Re: [PATCH] perf/core: generate overflow signal when samples are dropped (WAS: Re: [REGRESSION] perf/core: PMU interrupts dropped if we entered the kernel in the "skid" region)

From: Ingo Molnar
Date: Tue Jul 04 2017 - 06:04:30 EST

* Peter Zijlstra <peterz@xxxxxxxxxxxxx> wrote:

> On Thu, Jun 29, 2017 at 10:12:33AM +0200, Ingo Molnar wrote:
> >
> > * Mark Rutland <mark.rutland@xxxxxxx> wrote:
> >
> > > It still seems wrong to make up data, though.
> >
> > So what we have here is a hardware quirk: we asked for user-space samples, but
> > didn't get them and we cannot expose the kernel-internal address.
> >
> > The question is, how do we handle the hardware quirk. Since we cannot fix the
> > hardware on existing systems there's really just two choices:
> >
> > - Lose the sample (and signal it as a lost sample)
> >
> > - Keep the sample but change the sensitive kernel-internal address to something
> > that is not sensitive: 0 or -1 works, but we could perhaps also return a
> > well-known user-space address such as the vDSO syscall trampoline or such?
> >
> > there's no other option really.
> >
> > I'd lean towards Vince's take: losing samples is more surprising than getting the
> > occasional sample with some sanitized data in it.
> >
> > If we make the artificial data still a meaningful user-space address, related to
> > kernel entries, then it might even be a bonus, as users would learn to recognize
> > it as: 'oh, skid artifact, I know about that'.
> So while we could easily fake SAMPLE_IP to do as you suggest, other
> entries might be much harder to fake.

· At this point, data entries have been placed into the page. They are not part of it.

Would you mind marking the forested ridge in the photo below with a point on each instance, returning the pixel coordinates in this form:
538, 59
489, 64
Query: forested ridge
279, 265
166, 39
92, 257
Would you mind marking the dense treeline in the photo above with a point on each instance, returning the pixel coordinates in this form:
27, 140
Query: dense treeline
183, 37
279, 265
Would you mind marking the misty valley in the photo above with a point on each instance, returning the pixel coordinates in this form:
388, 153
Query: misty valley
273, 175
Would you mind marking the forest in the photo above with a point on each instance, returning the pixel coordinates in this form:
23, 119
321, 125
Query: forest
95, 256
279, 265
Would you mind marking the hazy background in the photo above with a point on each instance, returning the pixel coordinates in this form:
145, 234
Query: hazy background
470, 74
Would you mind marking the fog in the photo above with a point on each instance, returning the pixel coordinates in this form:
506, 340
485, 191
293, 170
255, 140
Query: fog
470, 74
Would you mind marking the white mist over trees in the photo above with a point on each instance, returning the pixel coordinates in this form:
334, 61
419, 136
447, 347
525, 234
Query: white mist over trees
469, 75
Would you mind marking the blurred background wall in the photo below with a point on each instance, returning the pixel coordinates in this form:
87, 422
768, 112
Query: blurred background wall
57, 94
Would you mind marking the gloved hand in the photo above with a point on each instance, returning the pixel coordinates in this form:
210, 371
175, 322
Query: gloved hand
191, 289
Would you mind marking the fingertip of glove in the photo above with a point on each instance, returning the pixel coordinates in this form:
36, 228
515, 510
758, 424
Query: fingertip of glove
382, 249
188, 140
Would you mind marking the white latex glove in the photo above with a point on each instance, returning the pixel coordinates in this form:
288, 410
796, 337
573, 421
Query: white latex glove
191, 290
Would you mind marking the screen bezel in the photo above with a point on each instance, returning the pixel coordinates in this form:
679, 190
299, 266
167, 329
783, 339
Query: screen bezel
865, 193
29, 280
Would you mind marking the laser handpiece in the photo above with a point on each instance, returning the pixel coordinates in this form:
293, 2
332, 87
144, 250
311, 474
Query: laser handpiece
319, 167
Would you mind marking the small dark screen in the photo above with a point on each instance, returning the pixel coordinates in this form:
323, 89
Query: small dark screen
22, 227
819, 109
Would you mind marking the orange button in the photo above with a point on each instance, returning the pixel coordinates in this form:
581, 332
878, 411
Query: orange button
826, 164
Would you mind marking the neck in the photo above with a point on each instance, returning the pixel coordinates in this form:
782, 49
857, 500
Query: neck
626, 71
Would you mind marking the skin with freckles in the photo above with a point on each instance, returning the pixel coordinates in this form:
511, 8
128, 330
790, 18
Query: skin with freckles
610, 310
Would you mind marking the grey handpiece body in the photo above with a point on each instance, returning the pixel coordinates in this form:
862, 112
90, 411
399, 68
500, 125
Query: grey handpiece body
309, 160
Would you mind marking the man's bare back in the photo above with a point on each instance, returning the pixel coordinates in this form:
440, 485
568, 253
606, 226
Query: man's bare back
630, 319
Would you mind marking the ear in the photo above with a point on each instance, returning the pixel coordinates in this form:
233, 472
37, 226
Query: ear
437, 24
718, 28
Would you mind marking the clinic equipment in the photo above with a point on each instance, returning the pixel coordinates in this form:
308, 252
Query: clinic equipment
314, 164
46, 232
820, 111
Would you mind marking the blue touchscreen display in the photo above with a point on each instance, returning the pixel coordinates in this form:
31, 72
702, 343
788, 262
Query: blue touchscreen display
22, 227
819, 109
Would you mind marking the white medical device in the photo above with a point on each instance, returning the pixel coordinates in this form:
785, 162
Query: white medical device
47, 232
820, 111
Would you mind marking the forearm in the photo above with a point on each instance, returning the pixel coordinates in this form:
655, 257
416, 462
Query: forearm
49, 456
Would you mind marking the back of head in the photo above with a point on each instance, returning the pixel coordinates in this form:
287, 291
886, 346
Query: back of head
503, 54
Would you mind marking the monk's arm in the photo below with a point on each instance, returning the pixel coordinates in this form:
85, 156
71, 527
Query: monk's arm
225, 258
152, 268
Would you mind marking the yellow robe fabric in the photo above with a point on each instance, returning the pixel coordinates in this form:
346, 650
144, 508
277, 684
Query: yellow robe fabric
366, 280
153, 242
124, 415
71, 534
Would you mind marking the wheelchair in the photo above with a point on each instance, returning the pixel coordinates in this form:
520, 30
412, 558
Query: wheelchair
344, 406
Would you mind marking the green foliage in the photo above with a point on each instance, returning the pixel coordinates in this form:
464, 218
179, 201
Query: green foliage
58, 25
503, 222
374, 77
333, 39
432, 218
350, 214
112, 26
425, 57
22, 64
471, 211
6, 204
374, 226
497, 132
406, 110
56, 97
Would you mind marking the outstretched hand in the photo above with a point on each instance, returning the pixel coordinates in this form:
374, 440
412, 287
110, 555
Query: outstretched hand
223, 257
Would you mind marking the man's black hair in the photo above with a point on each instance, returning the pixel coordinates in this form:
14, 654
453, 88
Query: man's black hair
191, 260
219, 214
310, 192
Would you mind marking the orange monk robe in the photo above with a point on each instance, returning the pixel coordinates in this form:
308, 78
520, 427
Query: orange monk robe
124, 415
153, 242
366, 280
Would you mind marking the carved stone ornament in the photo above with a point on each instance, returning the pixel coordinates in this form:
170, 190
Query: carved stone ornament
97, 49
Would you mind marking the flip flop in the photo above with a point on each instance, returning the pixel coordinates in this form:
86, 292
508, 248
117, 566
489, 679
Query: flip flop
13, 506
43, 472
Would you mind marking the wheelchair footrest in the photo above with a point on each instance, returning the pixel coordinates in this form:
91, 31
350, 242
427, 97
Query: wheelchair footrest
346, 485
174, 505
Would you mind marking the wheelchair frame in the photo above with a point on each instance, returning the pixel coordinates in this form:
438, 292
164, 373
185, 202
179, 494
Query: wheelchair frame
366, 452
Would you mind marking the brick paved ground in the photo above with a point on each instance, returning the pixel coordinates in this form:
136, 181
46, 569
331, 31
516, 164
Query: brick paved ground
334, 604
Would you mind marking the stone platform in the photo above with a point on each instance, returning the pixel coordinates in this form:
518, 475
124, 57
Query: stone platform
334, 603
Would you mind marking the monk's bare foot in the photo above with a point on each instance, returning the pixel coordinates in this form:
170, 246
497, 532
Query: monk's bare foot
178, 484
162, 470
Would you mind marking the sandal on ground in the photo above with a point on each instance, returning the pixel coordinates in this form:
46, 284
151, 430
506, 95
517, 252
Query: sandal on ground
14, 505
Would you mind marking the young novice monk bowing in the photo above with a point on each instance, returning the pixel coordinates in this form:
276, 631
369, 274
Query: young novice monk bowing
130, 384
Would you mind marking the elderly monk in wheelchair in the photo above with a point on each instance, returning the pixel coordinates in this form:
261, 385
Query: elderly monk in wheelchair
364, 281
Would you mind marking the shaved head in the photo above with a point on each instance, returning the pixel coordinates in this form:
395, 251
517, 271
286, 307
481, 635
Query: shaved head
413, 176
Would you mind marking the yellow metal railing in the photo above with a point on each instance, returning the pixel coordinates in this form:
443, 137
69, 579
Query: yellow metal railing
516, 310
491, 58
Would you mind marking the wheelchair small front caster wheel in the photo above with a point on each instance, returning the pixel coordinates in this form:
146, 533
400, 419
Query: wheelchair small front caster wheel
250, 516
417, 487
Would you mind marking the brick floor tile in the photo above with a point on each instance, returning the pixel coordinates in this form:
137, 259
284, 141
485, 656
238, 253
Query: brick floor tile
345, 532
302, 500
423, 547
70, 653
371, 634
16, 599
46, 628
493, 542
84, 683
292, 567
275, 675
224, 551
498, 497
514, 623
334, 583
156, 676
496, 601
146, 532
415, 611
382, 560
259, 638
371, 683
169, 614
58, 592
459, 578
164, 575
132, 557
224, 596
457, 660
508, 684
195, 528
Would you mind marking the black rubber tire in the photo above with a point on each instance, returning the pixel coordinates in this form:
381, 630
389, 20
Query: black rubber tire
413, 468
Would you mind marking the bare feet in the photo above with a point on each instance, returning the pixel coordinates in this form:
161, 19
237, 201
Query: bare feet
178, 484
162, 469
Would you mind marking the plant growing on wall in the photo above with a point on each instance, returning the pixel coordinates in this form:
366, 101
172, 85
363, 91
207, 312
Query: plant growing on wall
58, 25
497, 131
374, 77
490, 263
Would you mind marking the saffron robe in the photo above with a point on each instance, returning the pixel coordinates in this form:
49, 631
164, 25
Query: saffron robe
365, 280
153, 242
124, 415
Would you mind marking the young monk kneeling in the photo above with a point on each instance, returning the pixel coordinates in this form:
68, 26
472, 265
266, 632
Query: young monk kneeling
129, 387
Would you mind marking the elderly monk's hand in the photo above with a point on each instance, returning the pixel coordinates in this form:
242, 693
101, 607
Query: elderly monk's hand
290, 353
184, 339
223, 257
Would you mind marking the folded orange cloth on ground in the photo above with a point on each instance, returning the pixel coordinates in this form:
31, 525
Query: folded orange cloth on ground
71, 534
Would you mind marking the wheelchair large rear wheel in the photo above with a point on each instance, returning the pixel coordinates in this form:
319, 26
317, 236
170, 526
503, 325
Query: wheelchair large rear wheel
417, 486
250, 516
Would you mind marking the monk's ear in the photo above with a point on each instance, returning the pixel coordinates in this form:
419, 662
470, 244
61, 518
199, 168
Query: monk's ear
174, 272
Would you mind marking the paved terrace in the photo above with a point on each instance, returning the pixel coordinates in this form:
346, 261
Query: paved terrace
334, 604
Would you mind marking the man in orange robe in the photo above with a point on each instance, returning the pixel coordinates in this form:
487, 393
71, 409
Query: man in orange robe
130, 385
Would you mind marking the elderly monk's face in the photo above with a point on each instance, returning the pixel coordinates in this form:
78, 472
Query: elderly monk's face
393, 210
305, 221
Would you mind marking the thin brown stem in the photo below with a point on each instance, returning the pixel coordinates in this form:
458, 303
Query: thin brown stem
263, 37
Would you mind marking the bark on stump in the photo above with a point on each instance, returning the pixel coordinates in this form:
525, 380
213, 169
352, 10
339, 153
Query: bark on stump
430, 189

That said, I have no problems with
> just 0 stuffing them.
> The only real problem is determining how much to stuff I suppose.

I think the RIP is the most important one to fix up in an informative fashion
(instead of just zeroing it out), so that mainstream users of 'perf top' or
'perf report' have a chance to see that certain entries have this skid artifact.

The other registers should be zeroed out once we stop trusting a sample.